O primeiro foi Peter Singer, o filósofo da moral, de Princeton, que escreveu extensivamente sobre os deveres éticos dos ricos. O Singer me disse que em geral, ele não achava possível viver moralmente como bilionário, apesar de apontar algumas exceções: Bill Gates e Warren Buffet, que decidiram doar a maior parte de suas riquezas para a filantropia, não teriam o desprezo de Singer.

“Eu tenho uma preocupação moral com os indivíduos – nós temos tantos bilionários que não estão vivendo eticamente, e não estão fazendo o melhor que podem, por uma larga margem,” disse o Sr.

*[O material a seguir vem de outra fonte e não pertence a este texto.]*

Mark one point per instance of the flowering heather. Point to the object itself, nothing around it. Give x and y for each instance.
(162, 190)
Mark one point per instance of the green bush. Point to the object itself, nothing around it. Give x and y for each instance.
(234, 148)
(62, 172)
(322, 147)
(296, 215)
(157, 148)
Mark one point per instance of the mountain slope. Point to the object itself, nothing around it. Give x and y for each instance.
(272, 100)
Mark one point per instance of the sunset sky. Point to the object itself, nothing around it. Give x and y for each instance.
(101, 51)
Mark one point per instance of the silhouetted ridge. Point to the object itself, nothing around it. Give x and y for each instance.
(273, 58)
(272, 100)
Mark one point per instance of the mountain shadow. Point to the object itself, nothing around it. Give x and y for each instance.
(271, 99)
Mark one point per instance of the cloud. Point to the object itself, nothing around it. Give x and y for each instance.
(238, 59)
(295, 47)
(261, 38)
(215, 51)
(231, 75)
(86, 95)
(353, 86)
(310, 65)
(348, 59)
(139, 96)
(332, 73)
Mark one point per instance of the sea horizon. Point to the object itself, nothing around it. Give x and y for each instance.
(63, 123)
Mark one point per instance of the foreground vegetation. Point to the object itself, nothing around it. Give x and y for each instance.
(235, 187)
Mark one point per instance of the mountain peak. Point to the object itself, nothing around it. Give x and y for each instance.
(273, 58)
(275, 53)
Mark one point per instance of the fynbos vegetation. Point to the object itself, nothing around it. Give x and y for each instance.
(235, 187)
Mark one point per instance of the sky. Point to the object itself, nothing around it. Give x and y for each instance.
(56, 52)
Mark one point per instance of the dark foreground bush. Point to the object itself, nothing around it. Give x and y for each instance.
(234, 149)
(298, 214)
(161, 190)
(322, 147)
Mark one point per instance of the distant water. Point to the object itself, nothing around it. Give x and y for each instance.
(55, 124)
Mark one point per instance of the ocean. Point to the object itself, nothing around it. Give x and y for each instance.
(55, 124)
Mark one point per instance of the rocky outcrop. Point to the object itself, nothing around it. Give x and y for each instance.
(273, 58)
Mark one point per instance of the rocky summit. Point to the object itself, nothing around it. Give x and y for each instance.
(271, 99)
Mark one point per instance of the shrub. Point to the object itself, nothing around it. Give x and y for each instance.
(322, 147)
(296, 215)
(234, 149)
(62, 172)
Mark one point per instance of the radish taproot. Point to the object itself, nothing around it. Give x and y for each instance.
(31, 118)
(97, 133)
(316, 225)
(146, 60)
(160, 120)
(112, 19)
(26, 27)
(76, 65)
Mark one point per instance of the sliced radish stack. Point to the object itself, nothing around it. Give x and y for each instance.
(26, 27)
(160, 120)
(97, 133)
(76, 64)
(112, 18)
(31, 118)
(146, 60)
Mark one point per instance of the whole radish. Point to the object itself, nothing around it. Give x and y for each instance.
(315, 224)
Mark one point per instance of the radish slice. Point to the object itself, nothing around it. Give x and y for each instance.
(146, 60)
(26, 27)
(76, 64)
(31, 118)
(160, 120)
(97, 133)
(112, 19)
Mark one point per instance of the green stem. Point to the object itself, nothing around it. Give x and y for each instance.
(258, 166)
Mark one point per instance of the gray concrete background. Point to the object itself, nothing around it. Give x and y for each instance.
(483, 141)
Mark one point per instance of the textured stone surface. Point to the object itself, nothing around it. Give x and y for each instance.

Singer.

Além disso, há a complicação adicional se, de fato, mesmo aqueles que estão “fazendo o bem” estão mesmo fazendo o bem. Como argumentou Anand Giridharadas, muitos bilionários aproximam-se da filantropia como uma espécie de exercício de marca, para manter um sistema no qual conseguem manter seus bilhões.

Quando um bilionário se compromete a colocar dinheiro na política — seja para o seu lado ou o outro — você deveria enxergar melhor de que se trata: um esforço para ganhar vantagens sobre o sistema político, um esquema para causar um curto-circuito na revolução e mitigar a revolta.

O que me leva ao meu segundo especialista no assunto, Tom Steyer, o antigo investidor de fundos multimercados, que está dedicando sua fortuna de bilhões de dólares para uma onda de causas progressistas, como registro de eleitores, mudanças climáticas e o impeachment de Donald Trump.

Steyer preenche todos os requisitos de um liberal. Ele é a favor de um imposto sobre fortunas e ele e sua esposa assinaram a Giving Pledge. Ele não vive em luxo excessivo — ele dirige um Chevrolet Volt. Ainda assim, eu me perguntei quando conversei ao telefone com ele, semana passada: Não estaríamos melhor se não tivéssemos que nos preocupar com pessoas ricas como ele tentando alterar o processo político? Steyer foi afável e eloquente; ele falou comigo durante quase uma hora sobre seu interesse em justiça econômica e suas crenças em organizações de base. Em determinado ponto, comparei suas doações com as dos Irmãos Koch, e ele pareceu genuinamente aflito com comparação. 

“Eu compreendo os problemas reais do dinheiro na política,” disse. “Nós temos um sistema que sei que não é certo, mas é o sistema que temos, e nós estamos tentando o máximo possível para mudá-lo.”

Eu admiro seu zelo. Mas se nós tolerarmos os supostamente “bons” bilionários na política, inevitavelmente deixamos as portas abertas para os ruins. E eles nos ultrapassarão. Quando o capitalismo norte americano nos envia seus bilionários, não está enviando os melhores. Está nos enviando pessoas que tem muitos problemas, e elas trazem esses problemas com elas.

Elas estão trazendo desigualdade e injustiça. Elas estão comprando políticos.

E alguns, creio eu, são boas pessoas.


Farhad Manjoo - Jornalista e escritor norte americano. Foi redator da revista Slate de 2008 a 2013 e logo depois se juntou ao The Wall Street Journal como colunista de tecnologia.